Łanięta. Troska o kościół jednoczy

Piotr Sumiński /mg

publikacja 02.01.2023 17:33

Każde ważne święto, wydarzenie, bez względu na jego charakter, narodowy czy kościelny, poprzedzają przygotowania do jego obchodów. Czas przygotowań do Bożego Narodzenia i wydarzeń z nim związanych, wyróżnia się szczególną obfitością działań w ramach kościelnej, parafialnej aktywności.

Wygląd kościoła w Łaniętach to zasługa kilkudziesięciu osób, które chciały, by świąteczny czas był rodzinny i bardziej przytulny. Wygląd kościoła w Łaniętach to zasługa kilkudziesięciu osób, które chciały, by świąteczny czas był rodzinny i bardziej przytulny.
Piotr Sumiński /Foto Gość

Papież Franciszek w katechezie poprzedzającej Anioł Pański i noworoczne błogosławieństwo powiedział: "Jeśli naprawdę chcemy, by Nowy Rok był dobry, jeśli chcemy odbudować nadzieję, musimy porzucić język, gesty i decyzje inspirowane egoizmem i nauczyć się języka miłości, którym jest troska."
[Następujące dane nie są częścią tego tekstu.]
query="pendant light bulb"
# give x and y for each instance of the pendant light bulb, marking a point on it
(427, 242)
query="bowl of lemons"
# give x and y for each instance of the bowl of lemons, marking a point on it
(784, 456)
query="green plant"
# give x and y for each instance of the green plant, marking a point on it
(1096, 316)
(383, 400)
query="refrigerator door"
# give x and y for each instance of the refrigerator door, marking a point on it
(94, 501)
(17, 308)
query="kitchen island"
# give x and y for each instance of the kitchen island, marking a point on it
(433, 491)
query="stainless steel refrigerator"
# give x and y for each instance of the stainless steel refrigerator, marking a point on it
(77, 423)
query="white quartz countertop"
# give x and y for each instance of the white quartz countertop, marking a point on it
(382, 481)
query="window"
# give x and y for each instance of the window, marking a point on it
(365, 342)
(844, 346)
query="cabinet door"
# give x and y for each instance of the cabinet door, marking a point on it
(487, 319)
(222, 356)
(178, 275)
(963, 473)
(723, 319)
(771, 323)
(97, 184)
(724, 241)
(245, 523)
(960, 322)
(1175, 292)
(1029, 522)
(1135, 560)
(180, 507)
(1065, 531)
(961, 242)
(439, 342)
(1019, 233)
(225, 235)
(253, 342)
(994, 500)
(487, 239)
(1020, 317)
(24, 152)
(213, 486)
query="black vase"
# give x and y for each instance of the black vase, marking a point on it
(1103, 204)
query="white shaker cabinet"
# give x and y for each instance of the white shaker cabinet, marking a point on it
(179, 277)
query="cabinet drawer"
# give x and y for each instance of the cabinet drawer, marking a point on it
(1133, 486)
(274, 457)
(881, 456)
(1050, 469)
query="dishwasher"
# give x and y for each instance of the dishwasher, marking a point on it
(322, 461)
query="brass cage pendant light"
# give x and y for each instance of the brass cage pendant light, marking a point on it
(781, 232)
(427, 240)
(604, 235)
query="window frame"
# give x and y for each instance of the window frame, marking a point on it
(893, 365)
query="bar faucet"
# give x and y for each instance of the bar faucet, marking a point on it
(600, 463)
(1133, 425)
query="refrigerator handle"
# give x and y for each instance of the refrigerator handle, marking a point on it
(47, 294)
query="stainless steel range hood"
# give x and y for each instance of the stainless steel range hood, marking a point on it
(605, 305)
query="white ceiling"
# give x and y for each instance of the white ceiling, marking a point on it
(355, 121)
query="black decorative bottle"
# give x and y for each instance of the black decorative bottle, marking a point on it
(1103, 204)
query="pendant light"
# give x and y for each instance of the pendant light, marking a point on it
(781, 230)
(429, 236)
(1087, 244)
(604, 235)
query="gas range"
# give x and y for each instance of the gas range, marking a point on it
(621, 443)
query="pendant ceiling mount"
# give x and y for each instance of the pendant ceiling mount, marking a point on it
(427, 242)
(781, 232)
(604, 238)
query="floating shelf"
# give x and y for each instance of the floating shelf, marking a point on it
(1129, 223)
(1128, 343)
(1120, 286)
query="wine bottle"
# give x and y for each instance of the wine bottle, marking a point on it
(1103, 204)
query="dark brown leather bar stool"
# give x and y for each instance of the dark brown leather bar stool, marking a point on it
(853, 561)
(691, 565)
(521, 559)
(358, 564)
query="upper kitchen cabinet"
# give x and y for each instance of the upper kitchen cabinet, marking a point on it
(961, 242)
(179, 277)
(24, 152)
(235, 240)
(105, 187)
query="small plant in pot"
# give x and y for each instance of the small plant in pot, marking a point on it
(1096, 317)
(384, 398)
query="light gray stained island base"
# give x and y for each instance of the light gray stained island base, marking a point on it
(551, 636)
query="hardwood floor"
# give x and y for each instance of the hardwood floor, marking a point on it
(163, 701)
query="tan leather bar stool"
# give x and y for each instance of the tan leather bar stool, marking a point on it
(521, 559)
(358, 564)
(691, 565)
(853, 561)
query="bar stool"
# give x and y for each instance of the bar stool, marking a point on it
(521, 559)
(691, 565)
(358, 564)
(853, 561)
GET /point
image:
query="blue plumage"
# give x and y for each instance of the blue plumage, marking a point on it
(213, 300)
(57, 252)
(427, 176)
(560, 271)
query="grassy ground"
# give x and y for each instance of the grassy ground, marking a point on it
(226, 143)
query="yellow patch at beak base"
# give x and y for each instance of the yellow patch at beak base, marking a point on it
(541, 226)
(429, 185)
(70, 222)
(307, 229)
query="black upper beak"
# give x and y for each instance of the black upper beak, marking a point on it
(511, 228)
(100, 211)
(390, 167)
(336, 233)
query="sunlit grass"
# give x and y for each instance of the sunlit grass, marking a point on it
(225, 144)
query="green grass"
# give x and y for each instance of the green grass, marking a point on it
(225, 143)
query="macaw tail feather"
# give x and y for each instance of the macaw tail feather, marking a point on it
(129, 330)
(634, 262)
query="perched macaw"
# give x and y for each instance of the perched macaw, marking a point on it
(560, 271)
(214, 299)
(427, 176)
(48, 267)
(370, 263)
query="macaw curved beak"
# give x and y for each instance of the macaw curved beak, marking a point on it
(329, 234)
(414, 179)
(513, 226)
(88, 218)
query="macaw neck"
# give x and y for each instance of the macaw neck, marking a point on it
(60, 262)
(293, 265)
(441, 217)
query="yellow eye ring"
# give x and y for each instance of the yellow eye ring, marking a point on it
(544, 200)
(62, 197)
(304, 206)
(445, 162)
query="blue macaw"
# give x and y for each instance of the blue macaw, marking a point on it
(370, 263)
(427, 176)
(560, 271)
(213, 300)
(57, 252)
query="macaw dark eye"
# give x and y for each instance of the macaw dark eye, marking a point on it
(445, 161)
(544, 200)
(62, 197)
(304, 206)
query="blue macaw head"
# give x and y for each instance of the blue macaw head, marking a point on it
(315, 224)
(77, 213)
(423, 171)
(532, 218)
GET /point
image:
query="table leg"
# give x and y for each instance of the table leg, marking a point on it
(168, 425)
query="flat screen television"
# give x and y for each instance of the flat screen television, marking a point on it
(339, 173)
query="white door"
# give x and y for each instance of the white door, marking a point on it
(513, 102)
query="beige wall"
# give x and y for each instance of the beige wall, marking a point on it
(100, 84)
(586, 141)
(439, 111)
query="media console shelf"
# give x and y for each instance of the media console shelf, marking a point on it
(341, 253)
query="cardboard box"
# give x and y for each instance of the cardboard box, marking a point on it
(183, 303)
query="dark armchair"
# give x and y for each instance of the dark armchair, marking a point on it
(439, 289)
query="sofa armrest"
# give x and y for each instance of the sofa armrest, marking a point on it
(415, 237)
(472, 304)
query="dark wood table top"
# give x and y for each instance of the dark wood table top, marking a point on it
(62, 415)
Ta przejawia się w wielu wymiarach. Modlitewnym, gdy cała parafia modli się za jednego wiernego, i gdy jeden z nich modli się za całą parafię. Materialnym, gdyż kościół należy do wiernych, to w jakim jest stanie, to także ich zasługa. Wspólnotowym, który najbardziej widać w sytuacjach kryzysowych, ale i tych, które zwiastują wielkie wydarzenia. Do takich należą przygotowania do świąt Bożego Narodzenia i wydarzeń z nim związanych.

Wspólne sprzątanie czy dekorowanie kościoła potrafi zjednoczyć. Dekoracje wnętrza i terenów  kościołów - ubieranie w nich choinek, tworzenie tzw. szopek bożonarodzeniowych, wyjątkowe oświetlenie świątyni to w większości dzieło świeckich wiernych.

Tak było m.in. w parafii p.w. Wniebowzięcia Najświętszej Maryi Panny w Łaniętach. Wszystko czynione jest po to, aby radość z narodzin Jezusa była większa, a samo przeżywanie świąt niezapomniane i wzruszające.

- Zrobiłyśmy wianuszki świąteczne i przystroiłyśmy choinkami prezbiterium przy tabernakulum. Chciałyśmy, aby nasz kościół w Boże Narodzenie prezentował się pięknie i dostojnie – mówią zgodnie Barbara Liśkiewicz i Magdalena Czupryniak. Każdemu, kto przyszedł stroić kościół parafialny w Łaniętach, towarzyszyła podobna motywacja. A przybyły również całe rodziny.

Ks. Radosław Walczak, proboszcz w Łaniętach, powiedział, że do pomocy przyszły 43 osoby, w tym dziesięcioro dzieci. Najmłodsze z nich – Dorotka Sadło – miała dwa latka. Przyszła wraz z rodzicami i starszym bratem Przemkiem. - Bardzo mnie cieszy tak duża liczba osób, które przychodzą mi pomagać. To już jest nasza tradycja. W czasie przygotowań do Bożego Narodzenia panuje rodzinna atmosfera, dzieci integrują się ze sobą, całe rodziny spędzają razem czas, a parafianie dzięki temu jednoczą się – podsumowuje duszpasterz.

Efekty ich zjednoczenia i współpracy będą widoczne do końca okresu Bożego Narodzenia, a niektóre elementy zostaną zachowane aż do 2 lutego, gdy to według tradycji wspomnienie Matki Bożej Gromnicznej kończy czas kolędowania.